The benefits of git over the CVS/Subversion model amount to this: (1) git is distributed, and (2) git is fast. (2) is partly a result of (1), partly a result of Linus being a wizard programmer.
For git, “distributed” means that every working directory is a full-fledged repository in its own right. That is, there is no single repository that all developers check out of and commit into. Commits are done locally, into your own copy of the repository. Sharing is done only explicitly, so nobody can screw up your personal copy of the code with their code, and vice versa. Distribution also gets you a bunch of speed, because commits are simply written into your local filesystem. Beyond that, Linus used a lot of fancy impressive algorithms to make things generally fast.
I used Fink to install git on my OS X machines (it’s in the unstable tree), and found that it works pretty much as advertised. The tutorial at kernel.org is quite nice; below is a quick summary of the most important things I gleaned from it.
Installation
On Mac OS X, you need to install Fink if you don’t have it. Then add unstable/main and unstable/crypto to /sw/etc/fink.conf, and then do
fink selfupdate; fink index; fink scanpackages
to activate the unstable trees.
Then do
fink install git
and type your admin password when it’s asked for.
On Linux, it’s probably just a matter of installing it from whatever package manager your distro has.
User Configuration
For the sake of the logs, you should first configure git to know your name and email address:
git config --global user.name "Ed Baskerville" git config --global user.email notmyemailaddress@edbaskerville.com
Creating a Repository
To make a new repository from scratch and start working on it, you create the working directory and cd into it, create the repository inside, and then check out the empty main branch:
mkdir myproj cd myproj git-init git-checkout
Notice I didn’t specify any arguments to init or checkout. Init assumes you want to create a repository called .git inside the current directory, and checkout assumes you want to check out code from .git into the current directory to begin working. So the standard directory structure is this:
myproj/ [the working directory]
.git/ [the repository directory]
...
[the git repository's internal state]
...
...
[working source files]
...
Cloning a Repository
If there’s an existing repository that you want a copy of, you don’t check out a working copy as with CVS/Subversion. Rather, you clone it, making a copy of the complete repository for yourself. This works from a local file, via ssh, via http, or through git-daemon, which needs to be installed on the “server” machine. Examples:
git clone /local/path git clone ssh://server.name/remote/path git clone http://www.kernel.org/pub/scm/git/git.git git clone git://git.sv.gnu.org/lilypond.git
Making Changes
Making and committing changes is pretty much just like CVS or Subversion: you edit or add files in your working directory, and then commit them, only your commits go into the local repository .git repository directory.

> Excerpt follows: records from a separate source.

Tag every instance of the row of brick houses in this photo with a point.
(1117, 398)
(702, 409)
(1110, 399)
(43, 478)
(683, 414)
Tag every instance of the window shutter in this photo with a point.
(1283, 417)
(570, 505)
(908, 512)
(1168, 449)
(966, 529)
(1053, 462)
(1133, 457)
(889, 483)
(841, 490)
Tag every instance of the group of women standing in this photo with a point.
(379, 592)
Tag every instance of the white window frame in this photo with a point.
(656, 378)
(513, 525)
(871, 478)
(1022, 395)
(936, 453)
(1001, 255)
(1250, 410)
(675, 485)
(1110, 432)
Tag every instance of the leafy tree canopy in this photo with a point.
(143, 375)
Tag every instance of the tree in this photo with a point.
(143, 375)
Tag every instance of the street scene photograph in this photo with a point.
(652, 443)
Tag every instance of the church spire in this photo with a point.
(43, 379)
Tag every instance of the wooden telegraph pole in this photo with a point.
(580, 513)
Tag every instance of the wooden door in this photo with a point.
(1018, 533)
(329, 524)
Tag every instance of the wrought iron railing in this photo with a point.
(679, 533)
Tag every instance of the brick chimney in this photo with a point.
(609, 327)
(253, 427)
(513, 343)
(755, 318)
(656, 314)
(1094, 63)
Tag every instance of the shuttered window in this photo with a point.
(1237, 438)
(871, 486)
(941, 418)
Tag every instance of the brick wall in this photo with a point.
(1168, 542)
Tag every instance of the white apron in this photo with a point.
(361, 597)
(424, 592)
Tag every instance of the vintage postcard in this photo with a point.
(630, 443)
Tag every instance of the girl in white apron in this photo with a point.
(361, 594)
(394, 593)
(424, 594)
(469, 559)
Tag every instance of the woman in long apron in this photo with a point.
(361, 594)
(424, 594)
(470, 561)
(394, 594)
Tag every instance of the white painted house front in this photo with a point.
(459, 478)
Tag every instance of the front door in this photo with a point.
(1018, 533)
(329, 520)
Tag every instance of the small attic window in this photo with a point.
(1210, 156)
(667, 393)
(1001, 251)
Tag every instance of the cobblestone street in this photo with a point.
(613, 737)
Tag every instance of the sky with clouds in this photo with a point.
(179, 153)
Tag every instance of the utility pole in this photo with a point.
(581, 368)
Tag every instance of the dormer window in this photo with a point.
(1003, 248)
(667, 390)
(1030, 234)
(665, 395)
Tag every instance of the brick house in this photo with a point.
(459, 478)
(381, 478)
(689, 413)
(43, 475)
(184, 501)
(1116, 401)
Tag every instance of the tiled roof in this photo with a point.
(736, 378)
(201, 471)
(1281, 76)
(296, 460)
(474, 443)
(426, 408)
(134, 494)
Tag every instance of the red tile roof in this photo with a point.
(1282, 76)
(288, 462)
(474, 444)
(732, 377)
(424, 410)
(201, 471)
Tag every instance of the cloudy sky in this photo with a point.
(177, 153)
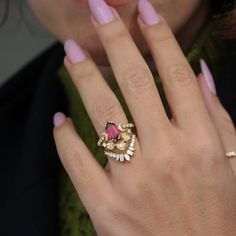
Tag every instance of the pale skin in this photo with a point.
(179, 181)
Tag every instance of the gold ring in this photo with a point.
(119, 141)
(231, 154)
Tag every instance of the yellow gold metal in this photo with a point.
(121, 148)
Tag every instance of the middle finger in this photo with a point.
(131, 71)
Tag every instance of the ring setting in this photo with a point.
(119, 141)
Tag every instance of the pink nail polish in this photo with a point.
(58, 119)
(101, 11)
(208, 76)
(148, 13)
(74, 52)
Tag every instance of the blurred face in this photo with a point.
(71, 19)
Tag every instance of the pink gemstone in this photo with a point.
(112, 131)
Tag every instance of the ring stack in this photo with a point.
(118, 141)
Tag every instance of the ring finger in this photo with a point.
(99, 100)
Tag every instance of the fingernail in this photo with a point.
(74, 52)
(208, 76)
(58, 119)
(101, 11)
(148, 13)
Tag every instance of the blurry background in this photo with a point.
(21, 38)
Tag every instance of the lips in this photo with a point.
(113, 3)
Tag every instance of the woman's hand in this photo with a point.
(179, 181)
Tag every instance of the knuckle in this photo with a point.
(172, 167)
(180, 75)
(84, 73)
(107, 110)
(117, 33)
(159, 33)
(138, 79)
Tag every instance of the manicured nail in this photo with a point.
(208, 76)
(74, 52)
(148, 13)
(101, 11)
(58, 119)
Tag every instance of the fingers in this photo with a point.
(178, 79)
(88, 177)
(100, 102)
(219, 115)
(131, 71)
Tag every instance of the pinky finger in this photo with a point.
(219, 115)
(88, 177)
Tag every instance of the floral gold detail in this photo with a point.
(118, 141)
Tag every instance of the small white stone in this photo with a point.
(127, 157)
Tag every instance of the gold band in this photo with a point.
(231, 154)
(118, 142)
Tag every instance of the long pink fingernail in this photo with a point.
(208, 76)
(74, 52)
(58, 119)
(101, 11)
(148, 13)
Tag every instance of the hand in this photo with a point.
(179, 181)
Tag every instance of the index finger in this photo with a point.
(179, 81)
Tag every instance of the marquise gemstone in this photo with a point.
(112, 131)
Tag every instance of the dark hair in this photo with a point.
(5, 12)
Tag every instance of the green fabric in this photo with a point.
(73, 218)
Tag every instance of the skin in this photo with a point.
(68, 19)
(179, 181)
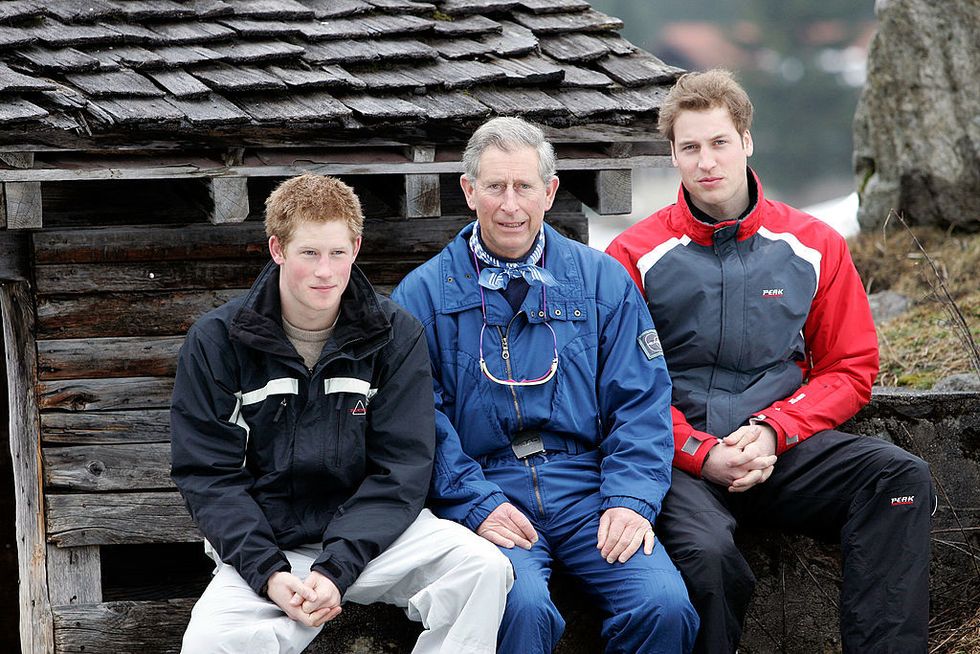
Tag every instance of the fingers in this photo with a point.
(649, 540)
(524, 527)
(742, 436)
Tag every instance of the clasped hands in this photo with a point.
(743, 459)
(313, 602)
(621, 532)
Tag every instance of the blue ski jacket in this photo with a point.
(611, 391)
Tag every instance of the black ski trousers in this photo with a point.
(873, 496)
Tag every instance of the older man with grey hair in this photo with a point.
(552, 406)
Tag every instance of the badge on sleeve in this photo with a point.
(650, 344)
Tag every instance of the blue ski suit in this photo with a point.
(604, 420)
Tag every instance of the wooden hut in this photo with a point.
(138, 141)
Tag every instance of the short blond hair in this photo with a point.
(704, 91)
(315, 198)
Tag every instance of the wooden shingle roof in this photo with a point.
(77, 71)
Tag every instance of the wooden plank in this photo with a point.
(22, 202)
(422, 192)
(74, 575)
(101, 468)
(14, 253)
(105, 427)
(36, 633)
(105, 394)
(78, 519)
(108, 357)
(230, 198)
(336, 169)
(122, 627)
(126, 314)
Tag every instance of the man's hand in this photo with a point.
(326, 605)
(621, 532)
(288, 592)
(506, 527)
(742, 459)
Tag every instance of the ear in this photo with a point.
(549, 192)
(276, 250)
(469, 190)
(357, 248)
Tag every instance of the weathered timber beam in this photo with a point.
(229, 196)
(105, 394)
(74, 575)
(36, 633)
(14, 254)
(105, 427)
(422, 192)
(22, 205)
(108, 357)
(126, 314)
(290, 170)
(183, 275)
(122, 627)
(78, 519)
(100, 468)
(200, 242)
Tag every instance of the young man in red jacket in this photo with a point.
(770, 345)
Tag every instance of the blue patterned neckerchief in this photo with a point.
(496, 274)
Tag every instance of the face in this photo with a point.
(711, 156)
(314, 268)
(510, 200)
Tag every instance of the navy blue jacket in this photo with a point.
(270, 455)
(609, 393)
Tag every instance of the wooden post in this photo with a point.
(74, 575)
(422, 191)
(614, 188)
(36, 627)
(230, 197)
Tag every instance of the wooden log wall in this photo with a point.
(121, 270)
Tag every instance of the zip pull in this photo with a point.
(282, 405)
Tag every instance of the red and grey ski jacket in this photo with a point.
(762, 319)
(270, 455)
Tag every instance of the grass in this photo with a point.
(923, 345)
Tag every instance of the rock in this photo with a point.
(916, 129)
(966, 381)
(886, 305)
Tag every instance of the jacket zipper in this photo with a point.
(505, 355)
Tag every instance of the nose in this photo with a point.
(705, 160)
(509, 203)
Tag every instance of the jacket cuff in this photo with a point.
(335, 573)
(264, 571)
(626, 502)
(691, 454)
(480, 511)
(785, 438)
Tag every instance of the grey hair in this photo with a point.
(508, 133)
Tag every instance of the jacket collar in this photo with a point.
(704, 233)
(460, 291)
(361, 328)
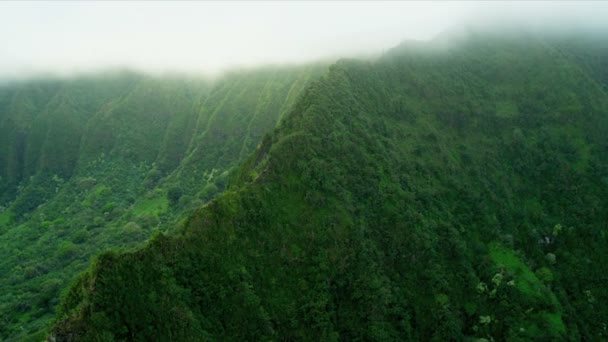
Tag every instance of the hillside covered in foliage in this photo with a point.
(449, 190)
(105, 161)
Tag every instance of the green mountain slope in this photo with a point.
(104, 161)
(448, 191)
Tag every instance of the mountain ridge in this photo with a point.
(416, 197)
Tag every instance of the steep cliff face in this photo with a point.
(103, 161)
(442, 192)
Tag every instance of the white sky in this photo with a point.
(207, 37)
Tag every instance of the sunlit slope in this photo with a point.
(442, 192)
(98, 162)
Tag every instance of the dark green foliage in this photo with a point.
(102, 162)
(449, 191)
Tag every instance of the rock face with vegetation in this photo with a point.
(103, 162)
(449, 190)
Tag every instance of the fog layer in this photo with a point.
(209, 37)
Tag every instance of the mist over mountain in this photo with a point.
(303, 171)
(440, 192)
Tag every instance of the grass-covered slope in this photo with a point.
(104, 161)
(443, 192)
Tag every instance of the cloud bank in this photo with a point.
(62, 38)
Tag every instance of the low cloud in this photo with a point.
(63, 38)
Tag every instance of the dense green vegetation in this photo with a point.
(103, 162)
(447, 191)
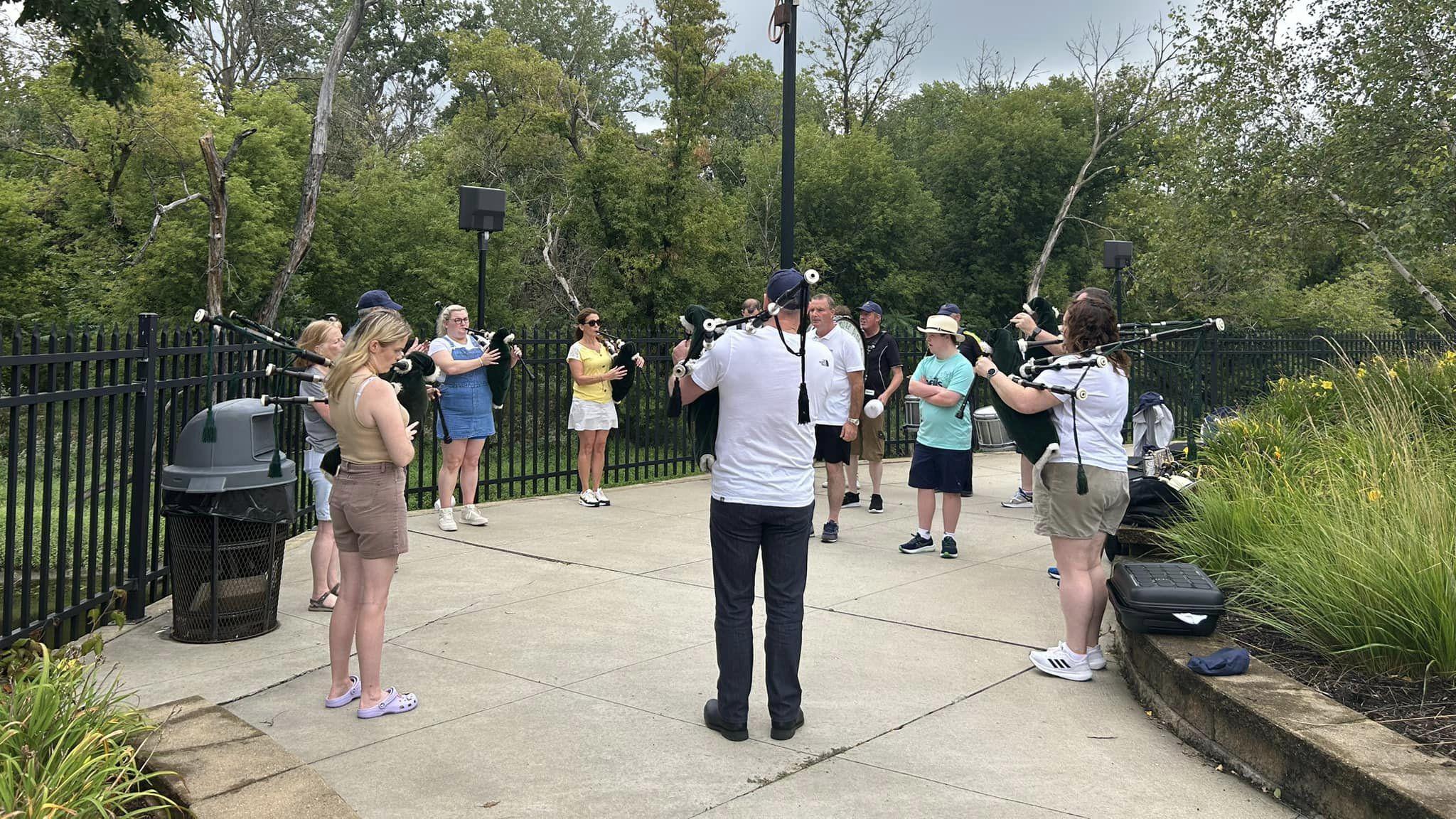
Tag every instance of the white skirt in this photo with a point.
(593, 416)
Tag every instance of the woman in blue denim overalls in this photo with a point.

So you could create a file called myprogram.c:
echo I bet this won't compile > myprogram.c git add myprogram.c git commit
One catch is that you need to do a git add before a commit for all files that have changed, not just files that are new. You can get around this with the -a switch:
git commit -a
will first add any files that have changed to the commit (but not new files that have been created—they must be added explicitly) and then commit.
Pulling and Pushing
Source code management isn’t much use unless you can share your work. If somebody else has changes you want to merge into your copy of the repository, use git pull:
git-pull /path/to/repository
If you’re operating on a CVS/Subversion-like model with a central master repository, push can be used to put your changes into that repository:
git-push ssh://server.name/path/to/repository
Branches
I won’t spend time on branching, but one of the key reasons to use git is that branches are cheap and easy, so you can easily split off experimental branches to do things that might fail spectacularly. The tutorial has good information about all this.